ANDRZEJ WRÓBLEWSKI’S EXTRAORDINARY WORKS
FROM PRIVATE COLLECTIONS
Why do we collect art? Is it for ourselves? For our children? Is it an investment, a desire for ownership or some unrelenting need to remain in close vicinity to one’s revered work of art? There are surely as many answers as there are collectors.
“The art is a common good which belongs to the society no matter who is it’s actual owner”
(Werner Jerke, collector)
The experience of art is a significant component of our social and cultural life. We go to art shows staged in public institutions, galleries, pop-ups and artists’ own studios. What about auction houses? Popular opinion reduces their role only to an organisation of the auctions. You visit this sort of establishments with a sole intention to buy works of art. It’s the place of business. Nowadays, auction houses are gradually shedding this dismissive image. They demonstrate their openness towards the audiences, willingness to offer advice and expertise on the artists. Another shift is set in motion by the conviction that “the greatest works of art should be available in public as well as private institutions” – Iwona Wojnarowicz, an executive director at Libra Auction House, said when we met in Warsaw owing to a non-commercial presentation of the works by one of the most prominent Polish artists of the 20th century – Andrzej Wróblewski. The auction house accumulated some of the most extraordinary pieces placed in ten private collections. So, the exhibit allows us to view the works hanging on the walls of other people’s estates. It seems worth pointing out that the most recent art show with such ambitions organised in a commercial space in Europe was held in the London-based David Zwirner Gallery (2018). The enthusiasts of Wróblewski’s artistic oeuvre mustn’t let this unique opportunity slide. The show includes a broad spectrum of not only oil and gouache paintings, but also ink drawings that he created immediately after relocation from Vilnius to Kraków and during his studies at the Academy of Fine Arts in Kraków. Also, the exhibition in Warsaw features Wróblewski’s sketches, deeply personal family portraits, drafts for his most famous art series entitled Executions (Rozstrzelania).
We can also see his series of gravestones (Nagrobki) in which he depict the tragic nature of human existence. In the wake of his visit to Yugoslavia in 1956, Andrzej Wróblewski decided to channel his fascination with its graveyards into a series of incredibly precise drawings. The tombstones themselves became the main motif, while the inspiration originated from their simple geometric forms enveloping human silhouettes, the shape of a cross and tombstone’s segments – all these elements aligned perfectly with Wróblewski’s pursuit of a simultaneous abstraction and figuration, his synthesis of form, symbol and sign to conjure composition and content in his subsequent works. The symbolic potential of the series is reinforced additionally by the mysterious and tragic death of the artist in the Tatra Mountains only a couple of months later (on the 23rd of March, he was found sitting under the tree by the lake Morskie Oko situated near the highest mountain on the Polish side of a border.
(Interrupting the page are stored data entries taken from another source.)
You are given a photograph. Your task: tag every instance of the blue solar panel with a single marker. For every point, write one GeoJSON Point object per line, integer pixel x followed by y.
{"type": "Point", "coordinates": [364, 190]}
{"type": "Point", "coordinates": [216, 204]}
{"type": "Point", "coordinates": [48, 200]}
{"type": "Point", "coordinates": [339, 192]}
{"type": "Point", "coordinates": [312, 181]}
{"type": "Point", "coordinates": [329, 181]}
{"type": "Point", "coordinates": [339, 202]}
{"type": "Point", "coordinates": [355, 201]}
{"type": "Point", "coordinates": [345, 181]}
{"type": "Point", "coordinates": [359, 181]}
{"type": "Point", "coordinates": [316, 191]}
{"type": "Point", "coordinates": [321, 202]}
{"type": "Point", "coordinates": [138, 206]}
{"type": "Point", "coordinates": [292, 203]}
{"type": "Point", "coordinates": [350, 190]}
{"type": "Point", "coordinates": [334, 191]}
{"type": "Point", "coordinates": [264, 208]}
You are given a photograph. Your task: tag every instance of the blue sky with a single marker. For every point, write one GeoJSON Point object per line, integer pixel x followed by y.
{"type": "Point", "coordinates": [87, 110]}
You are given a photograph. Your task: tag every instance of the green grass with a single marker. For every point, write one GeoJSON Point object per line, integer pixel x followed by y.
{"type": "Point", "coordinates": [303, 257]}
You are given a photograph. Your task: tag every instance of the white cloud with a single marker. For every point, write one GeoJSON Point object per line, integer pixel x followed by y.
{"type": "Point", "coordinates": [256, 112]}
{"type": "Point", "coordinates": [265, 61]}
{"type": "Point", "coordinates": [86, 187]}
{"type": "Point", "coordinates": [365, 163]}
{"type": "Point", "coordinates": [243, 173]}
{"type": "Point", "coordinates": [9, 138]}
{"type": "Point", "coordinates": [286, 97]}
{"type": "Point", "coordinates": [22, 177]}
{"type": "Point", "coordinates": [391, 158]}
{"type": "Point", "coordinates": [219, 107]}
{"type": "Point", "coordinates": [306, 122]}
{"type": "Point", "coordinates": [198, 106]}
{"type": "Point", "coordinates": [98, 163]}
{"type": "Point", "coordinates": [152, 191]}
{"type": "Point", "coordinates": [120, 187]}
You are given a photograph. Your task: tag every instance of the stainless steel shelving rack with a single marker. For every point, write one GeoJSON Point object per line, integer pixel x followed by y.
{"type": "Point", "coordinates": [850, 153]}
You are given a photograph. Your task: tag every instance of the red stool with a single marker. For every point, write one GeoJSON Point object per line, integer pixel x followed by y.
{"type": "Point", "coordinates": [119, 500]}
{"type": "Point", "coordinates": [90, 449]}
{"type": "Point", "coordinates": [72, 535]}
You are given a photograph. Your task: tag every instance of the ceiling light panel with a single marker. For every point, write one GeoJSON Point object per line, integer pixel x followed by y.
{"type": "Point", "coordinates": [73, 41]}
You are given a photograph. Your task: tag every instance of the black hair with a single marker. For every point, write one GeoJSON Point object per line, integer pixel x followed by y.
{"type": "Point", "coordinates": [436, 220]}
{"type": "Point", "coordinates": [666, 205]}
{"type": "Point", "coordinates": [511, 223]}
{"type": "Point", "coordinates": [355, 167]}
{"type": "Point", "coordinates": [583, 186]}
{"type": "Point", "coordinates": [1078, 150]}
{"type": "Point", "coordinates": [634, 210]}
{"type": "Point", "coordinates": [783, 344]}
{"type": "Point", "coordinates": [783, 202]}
Initially no one was alarmed by sight. Wróblewski was pronounced dead in the evening. He was only 29 years old. Epilepsy is cited as the official cause of death. However, his body was wounded. He was wearing two pairs of pants – pyjama bottoms and top skiing pants).
The motifs of death and trauma processing appear in Wróblewski’s other works from various periods in his practice, including the most famous series Executions which can be regarded as the pinnacle of his symbolic predilection. Monumental figures are squeezed right next to one another. The gaze of these statues is directed at something far ahead, their fists clenched. They stand upright, straight as an arrow. They wait for something. Children cling to their parents, a couple holds hands firmly. They stay still awaiting death. The static composition is disrupted by only one individual whose arms are dramatically thrown high up in the air. This figure has no shadow. It’s turned backwards. It’s no longer part of this world. The execution was carried out already…
In his art practice, Andrzej Wróblewski struggled to come to terms with his unsettling memories and issues. Through art, he unravelled and absorbed the complexity of the world – the world which is as horrifying as it is perhaps beautiful. The world filled with love and kinship, nature and star-spangled sky at night. The latter quality emanates from some of Wróblewski’s other works exhibited in the Libra Auction House (Kitek with a Ball, Figural Composition No. 764, Portrait of the Artist’s Wife, Landscape, Sunken City). Let’s stop for a second and immerse ourselves in Wróblewski’s own world. Soon, all these pieces will be returned to their rightful owners. This might be your once in a lifetime opportunity.